False positives and ovarian cancer screenings

A problem with a misdiagnosis is that it can ultimately lead to a number of unnecessary medical procedures. It has recently been found that screenings for ovarian cancer often lead to what are called false-positives – leading doctors to believe a patient has ovarian cancer when they do not.

An unnecessary surgical procedure can be almost as devastating for a patient as a failure to have a disease treated when such a disease was still manageable. In either case, a failure to diagnose or a misdiagnosis may ultimately cause harm for a patient that could altogether have been avoided.

Sadly, most cases of ovarian cancer are already in the advanced stages by the time such a disease becomes manifest. Too many women from Pennsylvania and the United States are dying from the disease, and this may be why doctors perform so many ovarian cancer screenings.

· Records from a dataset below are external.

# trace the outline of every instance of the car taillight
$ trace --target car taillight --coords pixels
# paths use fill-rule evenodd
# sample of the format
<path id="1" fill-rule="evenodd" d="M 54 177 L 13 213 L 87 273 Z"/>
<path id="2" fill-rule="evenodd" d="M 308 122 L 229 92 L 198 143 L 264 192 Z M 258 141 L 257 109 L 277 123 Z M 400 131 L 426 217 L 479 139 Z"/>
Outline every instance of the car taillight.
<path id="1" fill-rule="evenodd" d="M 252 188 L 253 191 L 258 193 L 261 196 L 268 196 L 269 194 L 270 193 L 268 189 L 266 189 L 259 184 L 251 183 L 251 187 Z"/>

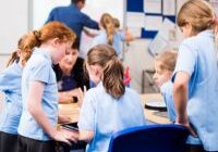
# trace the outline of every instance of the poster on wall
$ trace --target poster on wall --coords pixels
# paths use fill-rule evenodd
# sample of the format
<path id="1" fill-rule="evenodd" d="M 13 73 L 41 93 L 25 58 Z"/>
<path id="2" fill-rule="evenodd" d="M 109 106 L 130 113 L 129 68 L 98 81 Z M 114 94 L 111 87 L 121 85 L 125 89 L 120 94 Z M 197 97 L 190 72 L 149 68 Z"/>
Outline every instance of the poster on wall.
<path id="1" fill-rule="evenodd" d="M 209 2 L 211 3 L 216 14 L 218 15 L 218 0 L 209 0 Z"/>

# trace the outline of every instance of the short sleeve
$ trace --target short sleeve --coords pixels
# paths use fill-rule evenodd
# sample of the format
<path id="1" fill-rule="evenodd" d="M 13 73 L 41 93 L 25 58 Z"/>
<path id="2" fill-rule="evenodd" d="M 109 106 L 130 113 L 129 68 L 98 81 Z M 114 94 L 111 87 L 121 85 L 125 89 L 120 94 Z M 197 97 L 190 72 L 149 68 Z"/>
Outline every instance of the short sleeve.
<path id="1" fill-rule="evenodd" d="M 9 91 L 21 86 L 22 69 L 16 64 L 12 64 L 0 74 L 0 90 Z M 20 83 L 20 84 L 19 84 Z"/>
<path id="2" fill-rule="evenodd" d="M 95 101 L 92 90 L 87 91 L 80 112 L 78 128 L 81 130 L 95 129 Z"/>
<path id="3" fill-rule="evenodd" d="M 38 62 L 31 69 L 31 80 L 48 83 L 51 65 L 48 62 Z"/>
<path id="4" fill-rule="evenodd" d="M 177 65 L 172 75 L 172 81 L 174 81 L 175 74 L 178 72 L 185 72 L 190 76 L 194 72 L 196 64 L 196 49 L 191 40 L 182 42 L 179 49 Z"/>
<path id="5" fill-rule="evenodd" d="M 125 39 L 124 31 L 118 31 L 118 36 L 119 36 L 119 39 L 121 39 L 122 41 L 124 41 L 124 39 Z"/>

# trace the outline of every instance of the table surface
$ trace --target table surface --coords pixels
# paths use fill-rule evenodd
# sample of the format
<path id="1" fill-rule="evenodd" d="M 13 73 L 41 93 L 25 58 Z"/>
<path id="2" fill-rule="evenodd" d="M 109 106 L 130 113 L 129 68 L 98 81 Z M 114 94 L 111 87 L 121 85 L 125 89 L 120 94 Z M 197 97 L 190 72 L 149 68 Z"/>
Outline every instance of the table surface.
<path id="1" fill-rule="evenodd" d="M 161 102 L 162 97 L 160 93 L 147 93 L 147 94 L 142 94 L 141 99 L 142 99 L 142 104 L 144 106 L 147 101 Z M 59 114 L 71 117 L 72 123 L 78 121 L 78 113 L 80 113 L 80 107 L 77 103 L 59 104 Z M 157 123 L 157 124 L 170 123 L 169 119 L 166 117 L 166 112 L 144 109 L 144 114 L 146 119 L 148 119 L 152 123 Z"/>

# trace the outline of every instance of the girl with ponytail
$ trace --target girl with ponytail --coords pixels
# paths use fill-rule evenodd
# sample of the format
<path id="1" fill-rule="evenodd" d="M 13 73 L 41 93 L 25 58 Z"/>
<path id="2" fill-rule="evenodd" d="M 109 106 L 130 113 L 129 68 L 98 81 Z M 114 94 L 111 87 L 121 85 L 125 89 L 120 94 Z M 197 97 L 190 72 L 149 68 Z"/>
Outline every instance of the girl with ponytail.
<path id="1" fill-rule="evenodd" d="M 5 96 L 5 104 L 0 114 L 0 151 L 17 151 L 17 127 L 22 113 L 21 79 L 22 71 L 31 48 L 24 47 L 27 35 L 17 43 L 17 49 L 11 54 L 8 67 L 0 74 L 0 91 Z"/>
<path id="2" fill-rule="evenodd" d="M 118 56 L 122 58 L 122 41 L 133 40 L 131 34 L 124 34 L 116 28 L 114 18 L 109 13 L 104 13 L 100 17 L 100 25 L 102 30 L 93 40 L 92 47 L 96 45 L 109 45 L 112 46 Z"/>
<path id="3" fill-rule="evenodd" d="M 22 75 L 23 111 L 19 125 L 17 152 L 55 152 L 56 141 L 70 144 L 76 135 L 57 128 L 58 87 L 52 64 L 70 50 L 75 34 L 64 24 L 49 22 L 31 31 L 24 48 L 27 53 Z"/>
<path id="4" fill-rule="evenodd" d="M 108 151 L 114 131 L 145 125 L 140 96 L 123 84 L 123 65 L 108 45 L 92 48 L 86 68 L 96 85 L 84 97 L 78 128 L 87 151 Z"/>
<path id="5" fill-rule="evenodd" d="M 189 0 L 177 23 L 185 39 L 172 77 L 175 123 L 190 129 L 190 144 L 199 139 L 196 151 L 218 151 L 218 20 L 207 1 Z"/>

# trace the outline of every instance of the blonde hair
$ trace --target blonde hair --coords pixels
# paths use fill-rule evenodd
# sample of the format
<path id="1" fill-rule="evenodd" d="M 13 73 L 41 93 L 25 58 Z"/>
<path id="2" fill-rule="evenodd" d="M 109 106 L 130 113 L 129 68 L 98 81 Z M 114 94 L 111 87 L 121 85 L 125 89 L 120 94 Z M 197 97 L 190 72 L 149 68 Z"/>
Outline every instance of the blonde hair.
<path id="1" fill-rule="evenodd" d="M 118 18 L 114 17 L 112 22 L 116 28 L 120 28 L 120 21 Z"/>
<path id="2" fill-rule="evenodd" d="M 20 56 L 17 54 L 17 51 L 21 51 L 23 54 L 23 59 L 22 59 L 22 65 L 25 65 L 26 61 L 28 60 L 28 58 L 32 54 L 32 50 L 28 47 L 25 47 L 25 43 L 27 42 L 27 38 L 28 35 L 24 35 L 22 38 L 20 38 L 19 42 L 17 42 L 17 50 L 11 53 L 11 56 L 8 61 L 7 66 L 11 65 L 12 63 L 14 63 L 15 61 L 20 61 Z"/>
<path id="3" fill-rule="evenodd" d="M 178 56 L 177 51 L 165 51 L 159 53 L 155 58 L 155 62 L 160 63 L 159 64 L 160 69 L 167 69 L 173 72 L 177 63 L 177 56 Z"/>
<path id="4" fill-rule="evenodd" d="M 118 99 L 125 92 L 123 84 L 123 65 L 118 59 L 114 49 L 108 45 L 98 45 L 87 53 L 88 65 L 100 65 L 102 67 L 102 85 L 106 92 Z"/>
<path id="5" fill-rule="evenodd" d="M 193 31 L 214 29 L 216 46 L 218 45 L 218 18 L 213 7 L 205 0 L 189 0 L 180 9 L 177 17 L 180 27 L 191 24 Z"/>
<path id="6" fill-rule="evenodd" d="M 39 30 L 28 33 L 26 37 L 23 48 L 26 50 L 33 50 L 33 48 L 40 47 L 41 43 L 52 38 L 58 38 L 60 42 L 74 42 L 76 35 L 63 23 L 49 22 Z M 27 61 L 29 56 L 31 53 L 26 53 L 25 60 Z"/>
<path id="7" fill-rule="evenodd" d="M 109 13 L 104 13 L 100 18 L 100 24 L 106 29 L 108 45 L 112 46 L 113 35 L 116 33 L 113 17 Z"/>

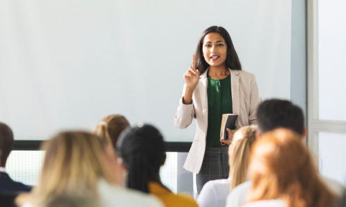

However, the risks of screening for ovarian cancer have long been discussed because rates of false-positives being so extremely high. Even the American Cancer Society has discouraged too many screenings for ovarian cancer because the risks of overtreatment outweigh the risks of adequately identifying a problem.

Doctors have a duty of knowing the risks versus the benefits of performing certain screenings and procedures. Obviously, there are risks every time a patient requires surgery, and that’s why unnecessary procedures can cause so much harm and be subject for medical malpractice claims brought by clients and lawyers.

Doctors need to do more than rely upon certain tests to determine whether a disease is present. Rather than rush to judgment, doctors need to listen to their patients and then do their best to assess what the condition of such a patient truly is.